La sténose carotidienne est généralement découverte dans trois circonstances :

- Après un AVC ou un AIT, lors du bilan où l'on recherche la cause. On parle de sténoses carotidiennes symptomatiques.

- Lors d'une visite de routine : il n'y a aucun symptôme mais le médecin, en auscultant le cou du patient, entend ce que l'on appelle un "souffle cervical" qui peut révéler une sténose. Il demande alors un écho-doppler pour le vérifier.

- Après un autre événement cardiovasculaire comme un infarctus du myocarde, ou lors d'un contrôle pour le suivi d'une maladie exposant à l'athérosclérose, comme le diabète par exemple, où l'on recherche toutes les localisations possibles des plaques d'athérome.

Comment déboucher la carotide ?

Attention, images de chirurgie ! La partie qui bouche l'artère est progressivement retirée

Avant d'envisager une opération, il faut tout d'abord s'occuper des facteurs de risque : traiter une hypertension artérielle ou un diabète, inciter à l'arrêt du tabac pour se donner le maximum de chance de succès de l'intervention. On s'oriente ensuite vers la chirurgie dans deux principaux cas de figure :

  • quand il y a eu un AVC d'origine carotidienne et que le rétrécissement du calibre de l'artère est supérieur à 50%
  • chez une personne qui n'a pas fait d'AVC mais que le rétrécissement est supérieur à 70%.
     

Cette opération, peu invasive, s'appelle une endartériectomie. Elle présente l'avantage de pouvoir être pratiquée chez des personnes très âgées et ayant des problèmes cardiaques et respiratoires. L'endartériectomie consiste à retirer la partie qui bouche l'artère.

Au-delà du degré de sténose, la décision d'opérer est prise au cas par cas, en fonction de l'état général du patient et du contexte.

Le suivi après l'opération

Avant toute sortie, le chirurgien rend visite au patient afin de vérifier si la cicatrice est saine, s'il n'y a pas d'hématome, ni d'infection

Après avoir été opéré, le patient reste hospitalisé entre trois et quatre jours, durant lesquels il est sous surveillance. "Durant la période d'hospitalisation, on surveille l'aspect neurologique puisque les patients peuvent faire des accidents cérébraux. Il peut aussi y avoir une atteinte des nerfs crâniens due à l'intervention...", explique le Dr Jean-Michel Davaine, chirurgien vasculaire.

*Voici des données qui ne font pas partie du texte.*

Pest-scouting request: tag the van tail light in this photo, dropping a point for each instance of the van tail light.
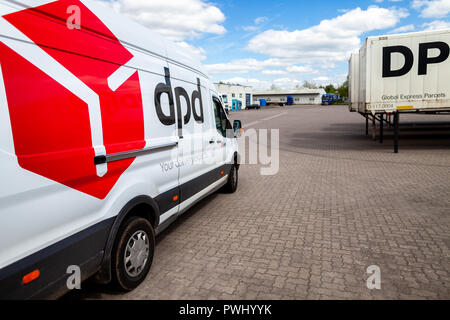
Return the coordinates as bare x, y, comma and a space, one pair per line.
31, 276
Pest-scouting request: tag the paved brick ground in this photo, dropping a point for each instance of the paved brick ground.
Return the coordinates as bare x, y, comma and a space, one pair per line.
339, 204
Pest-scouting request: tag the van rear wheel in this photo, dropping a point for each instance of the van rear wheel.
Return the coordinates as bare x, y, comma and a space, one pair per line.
133, 253
233, 180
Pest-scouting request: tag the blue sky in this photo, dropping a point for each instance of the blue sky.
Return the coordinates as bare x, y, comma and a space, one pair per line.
282, 43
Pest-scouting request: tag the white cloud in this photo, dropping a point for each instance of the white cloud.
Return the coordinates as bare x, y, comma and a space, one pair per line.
402, 29
432, 8
176, 19
301, 69
436, 25
199, 53
332, 40
243, 66
260, 20
273, 72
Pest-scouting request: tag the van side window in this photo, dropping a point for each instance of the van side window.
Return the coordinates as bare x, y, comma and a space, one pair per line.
222, 123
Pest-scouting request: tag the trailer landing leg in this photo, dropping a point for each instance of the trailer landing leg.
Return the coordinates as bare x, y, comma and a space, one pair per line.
367, 125
374, 128
396, 121
381, 128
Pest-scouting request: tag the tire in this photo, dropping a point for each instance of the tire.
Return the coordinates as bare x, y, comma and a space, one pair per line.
136, 239
233, 180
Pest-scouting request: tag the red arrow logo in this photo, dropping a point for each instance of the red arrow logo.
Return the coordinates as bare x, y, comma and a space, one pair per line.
52, 126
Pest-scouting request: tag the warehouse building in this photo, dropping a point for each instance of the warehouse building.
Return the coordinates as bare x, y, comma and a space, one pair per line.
300, 96
235, 96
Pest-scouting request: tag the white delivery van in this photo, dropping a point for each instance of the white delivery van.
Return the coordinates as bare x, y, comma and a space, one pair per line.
404, 73
108, 133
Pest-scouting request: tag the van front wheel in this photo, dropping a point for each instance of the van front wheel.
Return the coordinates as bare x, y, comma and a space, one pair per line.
133, 253
233, 179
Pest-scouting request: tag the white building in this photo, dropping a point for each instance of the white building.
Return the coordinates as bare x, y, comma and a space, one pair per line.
240, 94
300, 96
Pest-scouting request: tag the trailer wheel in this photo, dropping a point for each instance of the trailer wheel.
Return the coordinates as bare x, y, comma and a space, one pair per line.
132, 253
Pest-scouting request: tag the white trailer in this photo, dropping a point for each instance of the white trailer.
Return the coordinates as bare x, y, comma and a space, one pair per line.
353, 85
402, 74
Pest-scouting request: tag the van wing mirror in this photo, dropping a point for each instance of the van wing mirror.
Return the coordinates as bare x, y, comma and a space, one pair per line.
237, 127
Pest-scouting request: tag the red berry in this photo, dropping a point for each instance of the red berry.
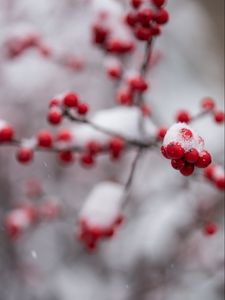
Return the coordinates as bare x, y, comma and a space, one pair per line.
138, 83
204, 160
209, 172
24, 155
6, 134
143, 34
64, 135
155, 30
131, 19
146, 110
162, 17
66, 156
136, 3
124, 97
191, 156
183, 116
45, 139
54, 102
70, 100
187, 170
100, 34
210, 229
93, 147
87, 160
219, 116
116, 146
144, 16
161, 133
54, 116
158, 3
220, 182
82, 108
174, 150
177, 164
208, 103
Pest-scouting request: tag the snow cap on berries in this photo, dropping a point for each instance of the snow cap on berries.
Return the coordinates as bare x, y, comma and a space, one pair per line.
184, 135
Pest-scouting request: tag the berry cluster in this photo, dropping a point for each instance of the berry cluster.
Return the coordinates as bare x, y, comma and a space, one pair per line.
99, 220
146, 20
20, 219
208, 105
69, 101
216, 175
185, 148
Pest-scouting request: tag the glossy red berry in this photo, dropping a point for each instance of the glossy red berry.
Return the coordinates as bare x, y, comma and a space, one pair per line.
204, 159
24, 155
45, 139
186, 134
208, 103
187, 170
70, 100
54, 102
210, 229
131, 19
82, 108
66, 156
124, 97
191, 156
158, 3
183, 116
143, 33
144, 16
63, 135
177, 164
219, 117
116, 146
138, 83
6, 134
162, 16
161, 132
174, 150
136, 3
54, 116
87, 160
93, 147
220, 182
146, 110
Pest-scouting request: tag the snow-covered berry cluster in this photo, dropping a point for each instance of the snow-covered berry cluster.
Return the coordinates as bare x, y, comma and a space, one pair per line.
185, 148
19, 220
146, 18
101, 214
216, 175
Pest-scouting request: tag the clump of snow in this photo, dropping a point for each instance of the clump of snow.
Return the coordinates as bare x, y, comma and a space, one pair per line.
184, 135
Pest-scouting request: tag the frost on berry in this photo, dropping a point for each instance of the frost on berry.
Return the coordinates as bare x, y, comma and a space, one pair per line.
216, 175
185, 148
101, 214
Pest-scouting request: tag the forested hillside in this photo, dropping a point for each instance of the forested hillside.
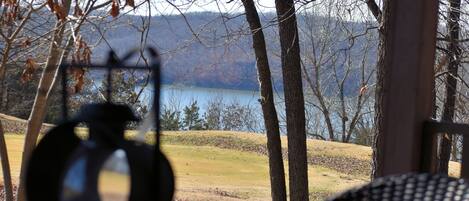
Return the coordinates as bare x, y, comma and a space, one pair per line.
201, 49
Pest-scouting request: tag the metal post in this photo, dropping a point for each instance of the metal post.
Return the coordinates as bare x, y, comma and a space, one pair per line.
407, 91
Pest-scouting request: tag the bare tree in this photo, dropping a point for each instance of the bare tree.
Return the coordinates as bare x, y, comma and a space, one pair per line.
338, 77
274, 146
453, 54
294, 100
8, 186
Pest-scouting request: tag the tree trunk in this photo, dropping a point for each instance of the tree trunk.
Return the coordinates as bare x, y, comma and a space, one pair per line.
274, 146
380, 83
38, 112
454, 54
294, 100
8, 186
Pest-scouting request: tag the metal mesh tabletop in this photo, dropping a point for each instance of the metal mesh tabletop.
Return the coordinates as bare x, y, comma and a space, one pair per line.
423, 187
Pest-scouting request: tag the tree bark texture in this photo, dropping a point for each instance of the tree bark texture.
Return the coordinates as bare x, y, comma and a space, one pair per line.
274, 146
8, 186
379, 96
39, 108
294, 100
454, 55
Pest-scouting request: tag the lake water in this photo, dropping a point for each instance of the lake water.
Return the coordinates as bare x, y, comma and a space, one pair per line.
181, 96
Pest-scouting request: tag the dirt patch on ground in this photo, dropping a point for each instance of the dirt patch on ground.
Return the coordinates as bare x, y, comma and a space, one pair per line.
341, 164
18, 126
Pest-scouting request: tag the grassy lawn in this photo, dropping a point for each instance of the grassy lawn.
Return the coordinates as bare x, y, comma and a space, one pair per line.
210, 171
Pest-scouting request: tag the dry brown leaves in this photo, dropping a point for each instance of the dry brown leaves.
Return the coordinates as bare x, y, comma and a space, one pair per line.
81, 55
58, 8
28, 72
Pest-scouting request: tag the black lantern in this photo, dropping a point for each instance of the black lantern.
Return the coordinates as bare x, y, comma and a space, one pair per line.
65, 167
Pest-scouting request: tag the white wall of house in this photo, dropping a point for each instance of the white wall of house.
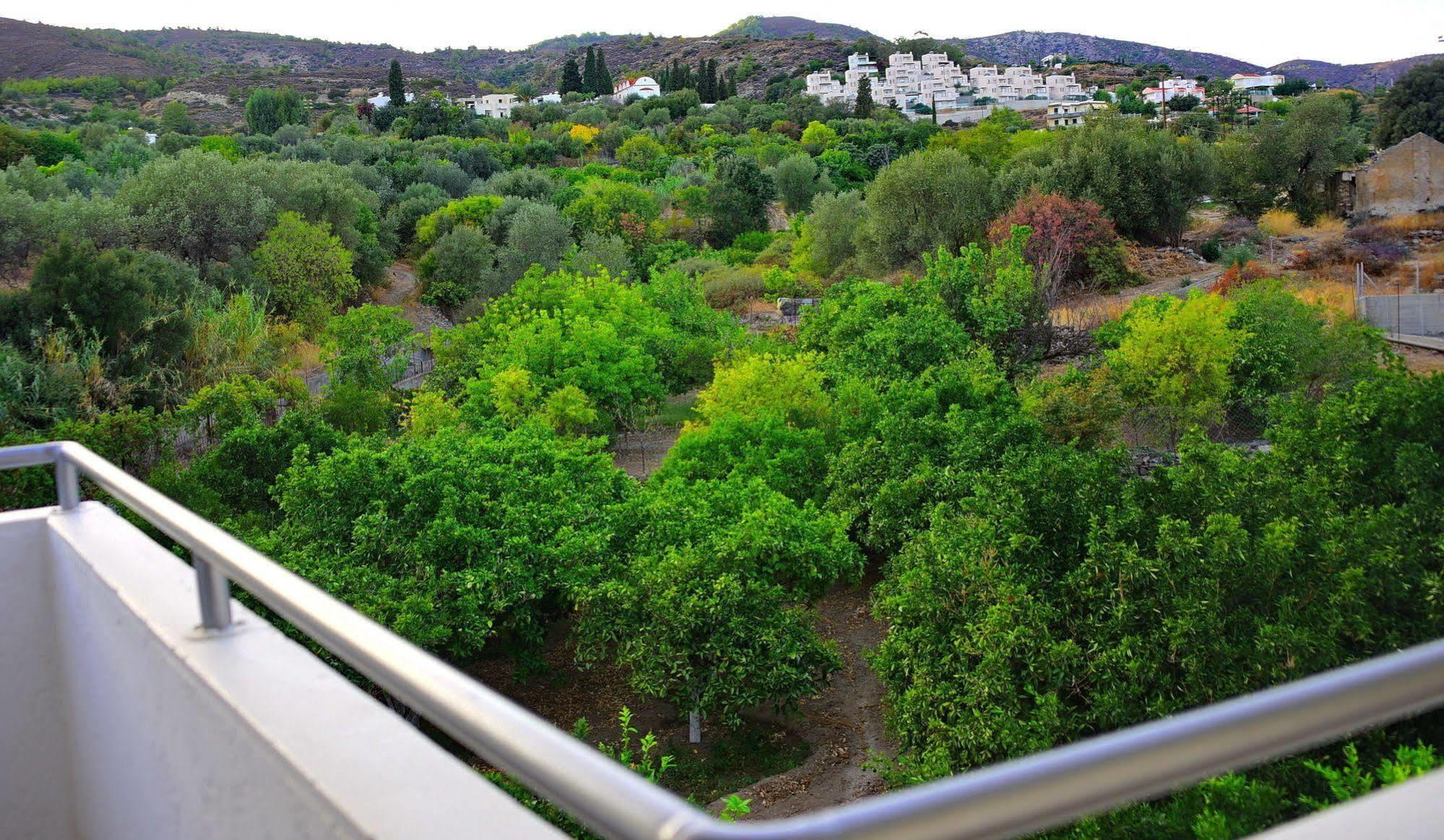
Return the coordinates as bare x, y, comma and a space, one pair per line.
644, 87
123, 721
381, 100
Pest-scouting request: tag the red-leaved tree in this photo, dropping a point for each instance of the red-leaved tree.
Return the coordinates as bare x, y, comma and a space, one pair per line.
1063, 231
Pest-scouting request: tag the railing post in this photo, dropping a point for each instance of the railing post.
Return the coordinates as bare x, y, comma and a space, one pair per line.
66, 484
215, 595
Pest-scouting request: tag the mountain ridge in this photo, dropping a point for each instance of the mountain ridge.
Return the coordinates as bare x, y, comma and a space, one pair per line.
777, 43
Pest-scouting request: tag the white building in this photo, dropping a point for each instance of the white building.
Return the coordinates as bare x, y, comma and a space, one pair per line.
496, 105
644, 87
1065, 87
381, 100
1173, 88
825, 87
1072, 113
933, 81
1257, 82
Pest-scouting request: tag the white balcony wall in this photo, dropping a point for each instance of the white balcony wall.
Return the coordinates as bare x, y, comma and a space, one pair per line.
118, 719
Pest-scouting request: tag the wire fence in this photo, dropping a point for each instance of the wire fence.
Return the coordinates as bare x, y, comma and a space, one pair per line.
1162, 428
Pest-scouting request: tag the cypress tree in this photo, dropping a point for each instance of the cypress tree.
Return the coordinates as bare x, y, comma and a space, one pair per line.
604, 77
864, 108
396, 85
571, 77
589, 74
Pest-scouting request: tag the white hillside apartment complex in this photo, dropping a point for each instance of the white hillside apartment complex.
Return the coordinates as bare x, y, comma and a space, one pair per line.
1257, 82
1173, 88
938, 82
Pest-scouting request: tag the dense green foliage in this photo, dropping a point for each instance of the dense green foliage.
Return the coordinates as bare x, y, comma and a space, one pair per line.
1036, 588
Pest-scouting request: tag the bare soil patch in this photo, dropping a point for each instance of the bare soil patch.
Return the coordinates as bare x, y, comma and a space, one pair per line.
844, 722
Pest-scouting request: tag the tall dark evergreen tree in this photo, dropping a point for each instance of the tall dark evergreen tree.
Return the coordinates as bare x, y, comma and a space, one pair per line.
589, 71
571, 77
396, 84
604, 77
864, 108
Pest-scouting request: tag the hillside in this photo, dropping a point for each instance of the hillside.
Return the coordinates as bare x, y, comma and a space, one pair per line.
783, 26
211, 61
1023, 46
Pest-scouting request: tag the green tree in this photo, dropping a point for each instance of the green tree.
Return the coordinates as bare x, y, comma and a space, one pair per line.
738, 198
589, 71
461, 266
829, 235
196, 207
367, 347
604, 75
862, 108
452, 539
571, 78
396, 84
1146, 181
797, 182
290, 108
708, 614
306, 270
1416, 103
260, 111
1292, 87
133, 300
1175, 360
176, 117
923, 202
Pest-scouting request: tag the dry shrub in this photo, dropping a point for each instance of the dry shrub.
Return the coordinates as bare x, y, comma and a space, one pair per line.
1398, 228
1377, 257
302, 357
1238, 276
1333, 295
1091, 315
1280, 222
732, 287
1430, 221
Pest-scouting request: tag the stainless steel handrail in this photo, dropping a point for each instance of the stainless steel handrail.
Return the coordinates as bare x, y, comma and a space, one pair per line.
1004, 800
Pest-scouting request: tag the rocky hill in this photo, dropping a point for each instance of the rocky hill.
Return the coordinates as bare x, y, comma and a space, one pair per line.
1023, 46
214, 61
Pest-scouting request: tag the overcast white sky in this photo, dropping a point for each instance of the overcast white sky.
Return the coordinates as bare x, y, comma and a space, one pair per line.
1260, 30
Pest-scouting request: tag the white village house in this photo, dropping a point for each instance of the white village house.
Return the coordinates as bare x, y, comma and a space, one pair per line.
496, 105
938, 82
383, 100
643, 87
1073, 113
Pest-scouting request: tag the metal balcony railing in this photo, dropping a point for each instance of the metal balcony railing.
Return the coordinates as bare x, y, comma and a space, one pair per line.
1006, 800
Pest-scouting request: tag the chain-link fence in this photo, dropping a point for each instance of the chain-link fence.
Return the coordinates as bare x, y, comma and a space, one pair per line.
1162, 428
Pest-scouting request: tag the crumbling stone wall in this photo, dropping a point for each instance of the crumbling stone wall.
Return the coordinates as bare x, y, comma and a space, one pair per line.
1406, 178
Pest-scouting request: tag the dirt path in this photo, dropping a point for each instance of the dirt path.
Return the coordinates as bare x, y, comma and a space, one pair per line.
640, 454
844, 724
403, 290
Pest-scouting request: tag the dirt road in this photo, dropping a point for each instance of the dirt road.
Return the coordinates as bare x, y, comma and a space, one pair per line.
844, 724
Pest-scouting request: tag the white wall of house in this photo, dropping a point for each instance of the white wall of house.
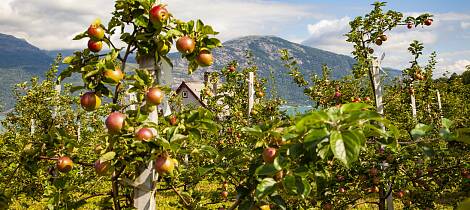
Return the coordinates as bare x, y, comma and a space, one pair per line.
190, 98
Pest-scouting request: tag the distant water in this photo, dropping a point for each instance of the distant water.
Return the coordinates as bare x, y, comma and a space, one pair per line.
295, 110
1, 118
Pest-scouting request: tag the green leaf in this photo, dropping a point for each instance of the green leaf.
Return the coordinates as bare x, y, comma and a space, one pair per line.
91, 73
446, 123
297, 185
76, 88
346, 146
211, 151
463, 135
164, 143
107, 157
354, 107
315, 134
204, 170
141, 21
420, 130
464, 205
310, 119
279, 201
68, 59
81, 36
254, 131
265, 187
178, 138
267, 170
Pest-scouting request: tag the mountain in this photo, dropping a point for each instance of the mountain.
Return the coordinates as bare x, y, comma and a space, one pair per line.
265, 54
17, 53
21, 60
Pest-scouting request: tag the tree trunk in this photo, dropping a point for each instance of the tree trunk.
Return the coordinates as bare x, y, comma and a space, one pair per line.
144, 193
382, 199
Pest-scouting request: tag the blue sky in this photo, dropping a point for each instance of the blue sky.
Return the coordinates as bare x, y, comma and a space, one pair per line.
50, 24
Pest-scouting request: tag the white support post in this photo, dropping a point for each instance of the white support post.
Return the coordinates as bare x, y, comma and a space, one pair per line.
33, 126
413, 104
251, 92
143, 197
380, 109
377, 86
58, 89
439, 103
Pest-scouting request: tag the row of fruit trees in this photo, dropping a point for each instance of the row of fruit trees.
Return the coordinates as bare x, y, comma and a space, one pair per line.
339, 155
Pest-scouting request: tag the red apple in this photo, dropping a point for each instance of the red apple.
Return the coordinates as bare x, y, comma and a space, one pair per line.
154, 96
101, 167
224, 194
185, 45
159, 14
225, 185
409, 25
144, 134
378, 41
401, 194
204, 58
173, 120
374, 189
337, 94
95, 46
269, 154
265, 207
95, 31
232, 68
90, 101
113, 76
64, 164
428, 22
373, 171
115, 122
327, 206
383, 37
164, 164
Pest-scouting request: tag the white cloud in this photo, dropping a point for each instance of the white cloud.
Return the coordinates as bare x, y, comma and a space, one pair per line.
465, 25
328, 34
458, 66
326, 27
51, 24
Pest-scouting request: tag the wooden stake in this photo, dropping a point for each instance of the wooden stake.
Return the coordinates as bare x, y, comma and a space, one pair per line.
251, 92
143, 197
439, 103
380, 109
413, 104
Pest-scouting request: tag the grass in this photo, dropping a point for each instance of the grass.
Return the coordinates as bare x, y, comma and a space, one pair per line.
209, 194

Avant toute sortie, le chirurgien rend visite au patient afin de vérifier si la cicatrice est saine, s'il n'y a pas d'hématome, ni d'infection. "On parle souvent de trithérapie pour ces patients vasculaires, qui ont à la fois un traitement antiagrégant plaquettaire (le plus souvent l'aspirine), un traitement pour le cholestérol (statines) et aussi un traitement pour la tension (inhibiteur de l'enzyme de conversion ou bêta-bloquant)", précise le Dr Davaine. Un suivi global à long terme est aussi essentiel pour les patients opérés.

Si les contre-indications à l'endartériectomie sont de plus en plus rares, elles peuvent exister. Dans ce cas, l'alternative est de poser un stent (petit ressort métallique destiné à maintenir la carotide ouverte) en passant par l'artère fémorale. Avec toutefois, un risque d'embolie cérébrale durant la navigation entre l'artère fémorale et la carotide et un risque bien plus élevé de resténose à terme.